Vermont Prisoners in Mississippi Vote at the Highest Rate
More than 60 percent of the Vermont prisoners registered to vote in a private prison in Mississippi have voted, according to new research from the Center for Research on Vermont.
“The discussion around prison rights and prison voting is so stigmatized and misinformed that people just assume people sitting in prison can't vote,” University of Vermont Senior Ryan Joseph said.
Yet, Vermont’s constitution grants everybody — even prisoners — the right to vote. Vermont is one of two states and Washington D.C. that allow prisoners to vote, Joseph said.
“Encouraging all members of our community to vote is the right thing to do” Joseph said. “By encouraging as many people as possible to exercise their protected right to vote, we partake in and produce a system that yields stronger, more democratic results.”
And that includes the 200 Vermonters housed in a private prison in Mississippi, Joseph said, even though the other prisoners in that facility are not allowed to vote.
Although the Vermont Department of Corrections does not track how many ballots leave their facilities, Joseph has been tracking the numbers through the Secretary of State’s ballot return data.
On October 28th of 2020, 76 of 123 registered incarcerated residents had voted by mail for a voter turnout 61.8%, Joseph said. However, only eight percent of the incarcerated population was registered to vote. Yet in the private prison in Mississippi, almost 25% of the 209 prisoners had registered to vote (48) and almost two-thirds, (30) had returned their ballots, Joseph said.
During the 2016 election, 84 Vermont prisoners successfully cast ballots, according to research from Eleanor Shea, a Harvard student who published a thesis on prisoner voting in Vermont. In the 2018 midterms, that number grew to 122. There are about 1409 people currently incarcerated, according to state data.

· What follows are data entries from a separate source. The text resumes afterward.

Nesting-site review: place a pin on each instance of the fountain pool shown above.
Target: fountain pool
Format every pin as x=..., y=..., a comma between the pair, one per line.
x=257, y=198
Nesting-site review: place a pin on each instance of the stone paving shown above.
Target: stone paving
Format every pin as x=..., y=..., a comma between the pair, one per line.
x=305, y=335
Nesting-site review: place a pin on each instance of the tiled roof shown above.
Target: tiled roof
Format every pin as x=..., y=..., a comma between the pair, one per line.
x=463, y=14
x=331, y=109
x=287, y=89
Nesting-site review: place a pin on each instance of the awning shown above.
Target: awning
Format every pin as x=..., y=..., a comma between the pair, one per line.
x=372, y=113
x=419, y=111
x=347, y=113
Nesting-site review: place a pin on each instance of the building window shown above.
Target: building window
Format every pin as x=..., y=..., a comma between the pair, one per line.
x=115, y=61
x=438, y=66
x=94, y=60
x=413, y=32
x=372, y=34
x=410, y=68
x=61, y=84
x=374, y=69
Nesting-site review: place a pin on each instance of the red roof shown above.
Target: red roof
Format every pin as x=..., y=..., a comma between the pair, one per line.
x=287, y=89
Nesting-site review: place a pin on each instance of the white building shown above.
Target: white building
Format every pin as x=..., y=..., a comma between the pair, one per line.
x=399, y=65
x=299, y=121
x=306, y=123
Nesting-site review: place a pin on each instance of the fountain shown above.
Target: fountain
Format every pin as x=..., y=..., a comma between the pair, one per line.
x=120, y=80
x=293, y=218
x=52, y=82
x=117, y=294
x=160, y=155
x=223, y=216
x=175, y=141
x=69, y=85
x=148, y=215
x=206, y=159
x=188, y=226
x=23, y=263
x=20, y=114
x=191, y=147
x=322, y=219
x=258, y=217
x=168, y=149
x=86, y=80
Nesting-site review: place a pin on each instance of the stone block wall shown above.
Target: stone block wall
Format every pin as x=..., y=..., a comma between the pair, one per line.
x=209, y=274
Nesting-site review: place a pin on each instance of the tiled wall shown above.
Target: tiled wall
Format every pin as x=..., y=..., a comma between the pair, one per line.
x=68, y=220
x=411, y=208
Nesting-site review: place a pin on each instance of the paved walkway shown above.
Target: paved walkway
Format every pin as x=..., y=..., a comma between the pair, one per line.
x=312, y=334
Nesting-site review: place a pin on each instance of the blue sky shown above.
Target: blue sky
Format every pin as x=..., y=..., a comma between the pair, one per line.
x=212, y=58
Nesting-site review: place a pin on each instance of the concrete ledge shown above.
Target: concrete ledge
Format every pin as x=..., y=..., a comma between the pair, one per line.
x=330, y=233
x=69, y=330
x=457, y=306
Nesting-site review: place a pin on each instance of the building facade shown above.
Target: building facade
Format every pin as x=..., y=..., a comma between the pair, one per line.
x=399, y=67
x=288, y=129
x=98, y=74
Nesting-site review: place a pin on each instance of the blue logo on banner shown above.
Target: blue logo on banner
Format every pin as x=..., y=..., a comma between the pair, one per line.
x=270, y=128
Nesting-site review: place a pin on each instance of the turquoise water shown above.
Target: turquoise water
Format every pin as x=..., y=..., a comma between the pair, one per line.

By referencing the address and acronyms of Vermont’s prisons and of Tallahatchie County Correctional Facility in Mississippi, where Vermont keeps 219 prisoners, Joseph tallies prisoners who are registered to vote, and those who have mailed ballots back to town clerks.
Due to COVID-19, predictions were low-balled, assuming that prisoners would not likely be voting much this election.
“To compare this year to other years is like comparing apples to Holstein cows,” said Rachel Feldman, a spokesperson for the Vermont department of corrections.
Every year, volunteer groups like The League of Women Voters and Disability Rights come to correctional facilities and give out voting information and resources. This year those volunteers are not able to come by, but officials are making sure prisoners have all of the resources they need in order to exercise this right, Feldman said.
“We knew that Covid was probably going to last to a period of time where the election would be impacted so we were already working with the groups who would normally be coming in for those voter drives to get different materials into people's hands,” Feldman said.
Though the facilities provide everything prisoners need to vote, they do not pressure anyone to vote, it is up to the individual, Feldman said.
“We are not in the practice of in any way using our position as Vermont D.O.C. to tell people that they should or should not [vote]. The right to vote is an individual's choice. What we do is we provide all of the information that person needs to do that and then the individual makes their own choice,” said Feldman.
James Lyall, executive director of Vermont's chapter of the American Civil Liberties Union, pushed for more prisoners access to the ballot, according to an Oct. 20 article by the Center for Public Integrity.
“There’s more work to be done to make sure that people actually are able to access that right,” Lyall told CPI.
Despite his concerns, Vermont is one of the “better states” in the nation when it comes to ballot access, Lyall said.
In Vermont, absentee voters concerned about mailing their ballots in time, can drop-off the ballots in person at their local town clerks’ office. However, for prisoners that option does not exist. Furloughed prisoners can still drop-off a ballot, however.